The hedge fund mirage vindicated: good for managers, but bad for investors
What Lack does is try to track the fate of the typical dollar invested in a hedge fund. He finds that the returns have been dismal. In response, AIMA says we should look instead at the fate of the typical fund rather than weighting the funds by dollars.
AIMA is an association of fund managers, and as a vindication of fund managers qua people this works fine. Hedge funds became famous and lucrative because a lot of hedge fund managers really did get some very good returns. But this precisely speaks to Lack's point. When hedge funds, as an asset class, were small and relatively obscure they did quite well. That made them bigger and less obscure, but they haven't done well since then. Everyone knows that one of the worst foibles of retail investors is a tendency to chase growth.
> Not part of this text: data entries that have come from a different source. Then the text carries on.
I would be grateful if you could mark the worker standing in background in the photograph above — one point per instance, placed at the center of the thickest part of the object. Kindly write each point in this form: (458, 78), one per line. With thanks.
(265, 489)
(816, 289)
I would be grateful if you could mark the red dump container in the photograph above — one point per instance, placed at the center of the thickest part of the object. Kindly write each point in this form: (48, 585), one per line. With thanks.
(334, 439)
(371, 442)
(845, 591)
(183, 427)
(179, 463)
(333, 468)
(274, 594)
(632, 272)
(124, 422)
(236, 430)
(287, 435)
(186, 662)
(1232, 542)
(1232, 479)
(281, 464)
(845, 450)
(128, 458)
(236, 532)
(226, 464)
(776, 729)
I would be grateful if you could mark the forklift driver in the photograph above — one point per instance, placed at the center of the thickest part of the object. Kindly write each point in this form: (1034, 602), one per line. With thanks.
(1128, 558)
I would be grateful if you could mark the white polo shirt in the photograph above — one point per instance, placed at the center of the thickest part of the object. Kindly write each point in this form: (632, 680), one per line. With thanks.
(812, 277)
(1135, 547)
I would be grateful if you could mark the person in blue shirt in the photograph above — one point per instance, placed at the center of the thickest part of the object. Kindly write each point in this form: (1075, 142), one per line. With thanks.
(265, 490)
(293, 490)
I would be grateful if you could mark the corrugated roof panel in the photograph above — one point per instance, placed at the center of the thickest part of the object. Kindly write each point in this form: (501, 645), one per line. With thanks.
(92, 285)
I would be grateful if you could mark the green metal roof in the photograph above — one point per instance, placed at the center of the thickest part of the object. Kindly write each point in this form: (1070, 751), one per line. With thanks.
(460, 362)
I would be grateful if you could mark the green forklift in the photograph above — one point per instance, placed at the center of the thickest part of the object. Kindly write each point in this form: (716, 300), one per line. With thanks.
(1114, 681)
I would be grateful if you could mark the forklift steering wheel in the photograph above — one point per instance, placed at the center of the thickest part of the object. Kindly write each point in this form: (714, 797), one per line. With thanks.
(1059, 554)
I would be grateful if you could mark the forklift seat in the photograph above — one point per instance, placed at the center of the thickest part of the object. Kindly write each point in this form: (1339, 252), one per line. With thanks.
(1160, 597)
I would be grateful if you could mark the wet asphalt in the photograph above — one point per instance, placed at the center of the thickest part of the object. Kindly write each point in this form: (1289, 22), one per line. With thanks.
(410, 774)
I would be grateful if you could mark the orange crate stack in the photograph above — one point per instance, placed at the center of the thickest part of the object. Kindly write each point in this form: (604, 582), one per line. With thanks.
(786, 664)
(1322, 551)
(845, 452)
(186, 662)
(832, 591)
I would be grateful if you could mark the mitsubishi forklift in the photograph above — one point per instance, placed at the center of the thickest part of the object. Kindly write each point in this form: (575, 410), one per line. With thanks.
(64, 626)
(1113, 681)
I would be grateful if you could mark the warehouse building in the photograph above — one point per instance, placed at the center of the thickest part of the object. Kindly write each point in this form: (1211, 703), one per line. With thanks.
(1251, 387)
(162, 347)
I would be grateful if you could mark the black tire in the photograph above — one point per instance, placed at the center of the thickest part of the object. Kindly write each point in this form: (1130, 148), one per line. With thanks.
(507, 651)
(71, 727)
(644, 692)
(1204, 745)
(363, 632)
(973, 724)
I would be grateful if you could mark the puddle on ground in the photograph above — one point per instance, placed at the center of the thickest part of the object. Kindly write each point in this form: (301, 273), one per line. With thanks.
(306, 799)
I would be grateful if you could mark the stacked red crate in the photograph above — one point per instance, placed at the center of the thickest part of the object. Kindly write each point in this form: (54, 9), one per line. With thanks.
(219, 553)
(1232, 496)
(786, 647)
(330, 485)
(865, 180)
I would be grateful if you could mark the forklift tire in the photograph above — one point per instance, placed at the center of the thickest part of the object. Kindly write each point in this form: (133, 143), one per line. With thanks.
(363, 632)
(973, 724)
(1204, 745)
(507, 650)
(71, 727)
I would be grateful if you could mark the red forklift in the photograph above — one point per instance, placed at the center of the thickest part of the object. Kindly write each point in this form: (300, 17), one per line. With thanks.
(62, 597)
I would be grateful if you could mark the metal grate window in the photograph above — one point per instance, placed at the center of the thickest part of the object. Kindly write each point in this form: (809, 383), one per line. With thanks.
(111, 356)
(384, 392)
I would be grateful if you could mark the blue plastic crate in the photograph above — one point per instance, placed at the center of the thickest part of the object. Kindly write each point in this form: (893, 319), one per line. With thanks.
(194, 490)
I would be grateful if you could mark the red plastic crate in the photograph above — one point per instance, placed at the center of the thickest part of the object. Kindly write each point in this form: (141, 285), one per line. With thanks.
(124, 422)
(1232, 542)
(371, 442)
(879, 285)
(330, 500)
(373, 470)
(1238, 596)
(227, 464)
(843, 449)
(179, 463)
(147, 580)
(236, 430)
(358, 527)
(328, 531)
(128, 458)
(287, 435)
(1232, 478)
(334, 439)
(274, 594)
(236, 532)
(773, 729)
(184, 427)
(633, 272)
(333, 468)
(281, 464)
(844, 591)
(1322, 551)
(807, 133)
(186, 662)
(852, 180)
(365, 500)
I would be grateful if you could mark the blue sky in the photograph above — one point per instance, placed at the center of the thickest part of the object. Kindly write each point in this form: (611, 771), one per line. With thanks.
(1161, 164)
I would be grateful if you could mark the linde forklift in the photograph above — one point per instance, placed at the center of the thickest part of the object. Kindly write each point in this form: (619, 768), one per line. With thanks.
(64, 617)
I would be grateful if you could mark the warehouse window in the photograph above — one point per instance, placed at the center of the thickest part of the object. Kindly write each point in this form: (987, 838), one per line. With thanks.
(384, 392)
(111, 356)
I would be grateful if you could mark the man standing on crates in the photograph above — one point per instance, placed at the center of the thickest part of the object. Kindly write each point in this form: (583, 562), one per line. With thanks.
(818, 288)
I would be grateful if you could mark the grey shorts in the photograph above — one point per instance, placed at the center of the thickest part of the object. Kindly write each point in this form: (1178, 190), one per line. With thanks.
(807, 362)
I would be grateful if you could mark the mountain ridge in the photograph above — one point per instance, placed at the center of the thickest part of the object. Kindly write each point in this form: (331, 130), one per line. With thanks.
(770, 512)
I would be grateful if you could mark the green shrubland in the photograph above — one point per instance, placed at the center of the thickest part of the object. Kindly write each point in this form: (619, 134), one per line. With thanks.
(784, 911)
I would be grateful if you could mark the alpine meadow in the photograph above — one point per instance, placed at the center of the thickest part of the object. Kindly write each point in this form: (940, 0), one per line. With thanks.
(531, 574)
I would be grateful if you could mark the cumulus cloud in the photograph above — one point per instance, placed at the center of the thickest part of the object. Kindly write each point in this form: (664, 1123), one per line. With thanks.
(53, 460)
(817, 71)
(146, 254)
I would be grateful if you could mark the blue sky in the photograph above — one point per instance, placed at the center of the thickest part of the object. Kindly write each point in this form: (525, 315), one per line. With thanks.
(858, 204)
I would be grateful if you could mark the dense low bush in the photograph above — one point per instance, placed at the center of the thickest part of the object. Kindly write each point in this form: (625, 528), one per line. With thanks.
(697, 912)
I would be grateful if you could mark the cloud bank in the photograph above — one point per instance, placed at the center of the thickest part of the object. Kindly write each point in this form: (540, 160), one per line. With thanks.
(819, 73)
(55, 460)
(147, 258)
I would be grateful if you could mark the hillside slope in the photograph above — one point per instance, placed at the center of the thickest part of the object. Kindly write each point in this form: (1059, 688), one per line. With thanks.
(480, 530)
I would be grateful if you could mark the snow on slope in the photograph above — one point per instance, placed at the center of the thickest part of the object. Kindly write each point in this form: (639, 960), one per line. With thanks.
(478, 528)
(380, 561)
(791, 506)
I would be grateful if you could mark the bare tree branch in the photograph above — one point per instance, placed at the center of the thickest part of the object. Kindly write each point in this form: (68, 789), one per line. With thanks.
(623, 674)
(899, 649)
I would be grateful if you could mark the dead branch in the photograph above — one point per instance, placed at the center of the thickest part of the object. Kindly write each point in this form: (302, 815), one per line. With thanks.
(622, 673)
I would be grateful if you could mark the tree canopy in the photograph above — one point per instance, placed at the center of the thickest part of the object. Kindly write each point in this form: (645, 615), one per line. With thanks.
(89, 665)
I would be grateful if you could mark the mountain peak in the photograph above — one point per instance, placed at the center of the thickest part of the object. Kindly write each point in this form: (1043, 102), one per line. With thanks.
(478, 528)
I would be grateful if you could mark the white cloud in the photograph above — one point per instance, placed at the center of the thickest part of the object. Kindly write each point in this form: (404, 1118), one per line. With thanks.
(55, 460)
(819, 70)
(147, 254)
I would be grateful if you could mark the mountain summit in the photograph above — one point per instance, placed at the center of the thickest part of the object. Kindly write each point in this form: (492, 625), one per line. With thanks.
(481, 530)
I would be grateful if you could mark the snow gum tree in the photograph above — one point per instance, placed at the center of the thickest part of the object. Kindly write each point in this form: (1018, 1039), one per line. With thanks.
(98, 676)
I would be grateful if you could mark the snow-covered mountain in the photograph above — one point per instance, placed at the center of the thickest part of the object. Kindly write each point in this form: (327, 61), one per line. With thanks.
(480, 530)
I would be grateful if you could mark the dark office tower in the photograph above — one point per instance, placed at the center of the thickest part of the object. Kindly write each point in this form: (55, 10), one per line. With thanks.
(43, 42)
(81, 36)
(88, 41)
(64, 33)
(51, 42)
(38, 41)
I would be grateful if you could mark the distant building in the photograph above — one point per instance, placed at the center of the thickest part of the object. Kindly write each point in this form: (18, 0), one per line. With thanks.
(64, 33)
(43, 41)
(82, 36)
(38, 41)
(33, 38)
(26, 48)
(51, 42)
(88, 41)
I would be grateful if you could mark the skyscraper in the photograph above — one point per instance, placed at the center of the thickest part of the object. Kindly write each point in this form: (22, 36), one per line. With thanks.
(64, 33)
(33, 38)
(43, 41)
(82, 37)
After, tech stocks appreciate a lot people think to themselves "I should get into high-tech." Then when the market crashes, they think "man stocks are risky, I want to get into something safer." This kind of buy high, sell low trading leads to big losses but it appeals to people's herd instincts. Lack is basically saying that hedge funds as an asset class are just another example of this. The time to get into hedge funds was back when nobody was doing it. Then they did well, and everyone rushed into hedge funds after the gains had already been made. AIMA doesn't rebut this at all. Instead they're basically saying "don't blame us, investors should have gotten in earlier."